Als ich grade meinen Smoothiebecher in den Müll geworfen hatte und mich auf den Weg zu den Anderen am anderen Ende der Halle machen wollte, packte mich jemand am Handgelenk. Ich erschrank mich so sehr, dass mir ein Quiecken entfuhr. Allerdings war der Lautstärkepegel hier so hoch, dass es niemand wirklich mitbekam. Ich drehte mich langsam um, ich zitterte am ganzen Körper und mir lief ein kalter Schauer den Rücken hinunter. Shit. Ich schaute gegen eine männliche Brust, welche in einem dunklen T-Shirt mit einer geöffneten Kapuzenjacke steckte. 'OH OH' Langsam richtete ich meinen Kopf gen Himmel. Meine Augen wanderten den Körper hinauf und was ich dann erblickte raubte mir fast den Atem. Ich schnappte hysterisch nach Luft. Schlagartig verwandelte sich meine Angst in Wut. Meine Augen verdunkelten sich wahrscheinlich grade, während ich sie zu Schlitzen zog. Braun traf auf Grün.
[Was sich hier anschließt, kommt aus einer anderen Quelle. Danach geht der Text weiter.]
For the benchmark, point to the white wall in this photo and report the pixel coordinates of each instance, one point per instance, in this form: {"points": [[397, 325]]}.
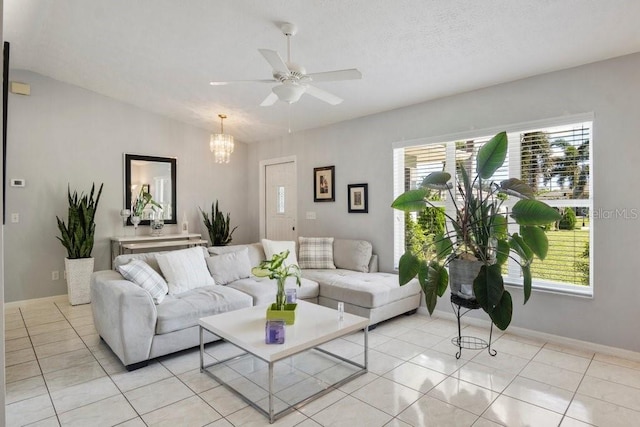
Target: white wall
{"points": [[361, 151], [62, 135], [2, 363]]}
Mich überkam dermaßen viel Wut, dass ich mich selbst nicht stoppen konnte und meine Stimme automatische einige Oktaven höher wurde: "Sag mal du willst mich doch total verarschen oder? Hab ich dir nicht schonmal gesagt, dass du aufhören sollst mich zu verfolgen? Checkst du es nicht? DU bist verdammt nochmal echt kruselig!" "Ach komm schon Lexi, ich dachte ich seh dich nicht wieder..." "JA GENAU DAS WAR MEIN PLAN, BRAD!" "Ich bin so froh, dass du noch in New York bist, ich hab dich vermisst! Wie gehts dir denn so? Warum seh ich dich nicht mehr auf der Fähre?"
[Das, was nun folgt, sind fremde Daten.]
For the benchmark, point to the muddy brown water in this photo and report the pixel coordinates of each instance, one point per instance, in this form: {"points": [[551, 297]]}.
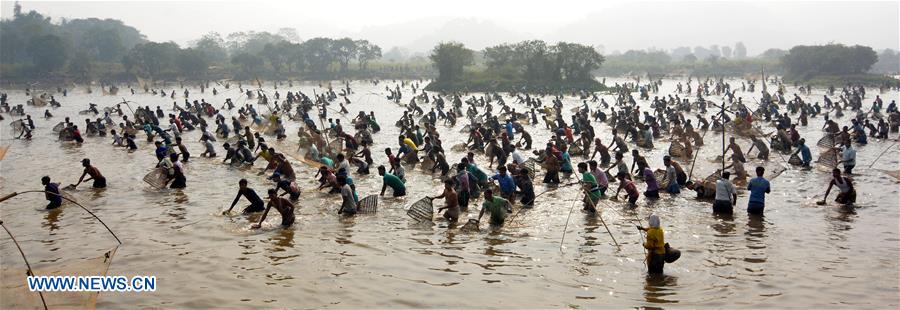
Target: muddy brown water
{"points": [[799, 255]]}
Ich blickte meinen 'geliebten' Stalker verständnislos an. War er so dumm oder tat er nur so? Als ich grade ansetzte ihm zu antworten und mir gedanklich schon meine besten Schimpfwörter zurecht legte, spührte ich plötzlich zwei starke Arme um meinen Bauch, die mich fest an eine breite Brust drückten. Ich blickte auf und sah Finn, wie er mich schüchtern anblickte. Ich zwinkerte ihm zu, dankbar, dass er mich vor Schlimmeren bewahrte. Ich richtete meinen Blick wieder zu Brad, dem diese Situation wohl nicht so zu gefallen schien. "Oh Brad, mir ging es richtig gut. Ich habe viel Zeit mit ihm verbracht und bin auch zu ihm gezogen. Weißt du, er hat eine wunderschöne Wohnung am Central Park, die wir uns teilen. Herrlich! Mir könnte es garnicht besser gehen. Ach ja und mit der Fähre fahre ich nicht mehr. Wenn fahre ich nur noch Taxi oder sein Fahrer bringt mich an meine gewünschten Ziele. Und wie geht es dir so?" Ich setzte mein bestes Fake-Lächeln an und blinzelte den braunhaarigen Jungen vor mir zuckersüß an, während ich darauf hoffte, dass er mir meine Lüge abkaufte. Um meine Aussage zu unterstreichen, legte ich meine Hand auf Finns und verschränkte unsere Finger miteinander. Man konnte sehen, wie sich Brad versteifte. Als Finn mir einen schüchternen Kuss auf die Wange gab, war es ganz vorbei. "Ja, ja. Total toll. Ich muss zu meinem Zug, bye Lexi!" Brad rannte förmlich aus der Wartehalle.
Sobald er außer Höhrweite war, brach ich in schallendes Gelächter aus und drehte mich freudestrahlend zu Finn um. "Danke, du hast mich gerettet! Das wäre ansonsten echt böse geendet!", voller Elan umarmte ich den großen Jungen, der siegessicher grinste. Dazu musste ich mich auf die Zehenspitzen stellen, um auch nur ansatzweise meine Arme um seinen Hals schlingen zu können. "Wer war das?", fragte er mich, während er mit geröteten Wangen auf mich herab blickte. "DAS!" Ich deutete mit meinem Finger in die Richtung, in die er verschwunden war, "Das war Brad. Brad ist sowas wie mein Stalker..."
Finn unterbrach mit sofort: "Sowas wie dein Stalker? Weißt du wie gefährlich das ist? Warum fährst du mit uns hier her, wenn du weißt, dass er hier sein könnte...Und dann läufst du auch noch alleine hier in der Wartehalle herum, dir hätte sonst was passieren können!"
"Wooow, ganz ruhig Brauner! Erstens hab ich schon weitaus Schlimmeres erlebt. Zweitens ist Brad einer von der harmlosen Sorte! ...Denke ich zumindest. Er läuft mir nach wie ein Hund und versteht nunmal nicht so ganz, dass das echt beängstigend ist. Aber ich glaube eher weniger, dass er mir was antun würde. Außerdem warst du ja jetzt da, um mich zu retten."Mein Blick traf Finns, der mich etwas schüchtern, aber auch liebevoll anlächelte. "Ich ... I-ich hoffe es war ok... na du weißt schon...", lachend hakte ich mich bei ihm unter und brachte ihn somit zum Schweigen. Ich führte ihn zu den andern beiden, die uns schon erwarteten.
Na das kann ja noch ein Tag werden!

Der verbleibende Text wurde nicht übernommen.